I just saw a hot homeless man
he just tried to lick my eyebrow. thats the deal breaker.
Dude, she's just using you for your money, and Cavs tickets.
Honestly, what else do I have going for me?
You make a valid point.
I wont be hard to find. Im wearing a darth vader mask and I have a megaphone.
Wow, I just sneezed gum out of my nose. Wonder how long that's been up there.
dude they had a "sorry for partying" wall in their house which consisted if all the hospital bills, tickets, detox receipts and court orders they've gotten. The ENTIRE wall was covered.
You missed practice last night. You owe at least 8 hours of liver sprints.
omg i met someone at the bar who sells hair feathers. that are long. saved in my phone as "haiirs deather"
Oh my god.

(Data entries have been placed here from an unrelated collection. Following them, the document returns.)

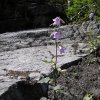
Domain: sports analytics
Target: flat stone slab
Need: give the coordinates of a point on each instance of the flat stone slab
(30, 60)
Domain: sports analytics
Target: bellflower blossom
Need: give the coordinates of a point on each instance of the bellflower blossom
(57, 21)
(62, 49)
(56, 35)
(91, 15)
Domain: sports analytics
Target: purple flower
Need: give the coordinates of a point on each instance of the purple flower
(56, 35)
(62, 49)
(91, 15)
(56, 21)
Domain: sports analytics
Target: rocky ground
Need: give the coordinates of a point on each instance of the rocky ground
(80, 79)
(21, 55)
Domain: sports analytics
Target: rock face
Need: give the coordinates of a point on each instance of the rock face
(22, 54)
(26, 14)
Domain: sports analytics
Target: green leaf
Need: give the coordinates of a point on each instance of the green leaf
(88, 96)
(56, 88)
(51, 62)
(44, 80)
(43, 98)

You have got to get off that breast feeding support group. They're on to you, dude.
there's a photo set of like seven dicks covered in glitter....i don't know what to do
If it meant we had chicks like that every weekend I would gay marry the shit out of you dude
I probably won't go. Last time I got drunk with those guys I just started demanding people let me touch their beards.Then I mocked everyone who didn't have facial hair.
I should probably stop recommending my dentist to the different guys I'm seeing. That could be awkward in the future.
I smoked a joint in the bathtub at 8 am then went back to bed
You are not the cause of late onset lesbianism.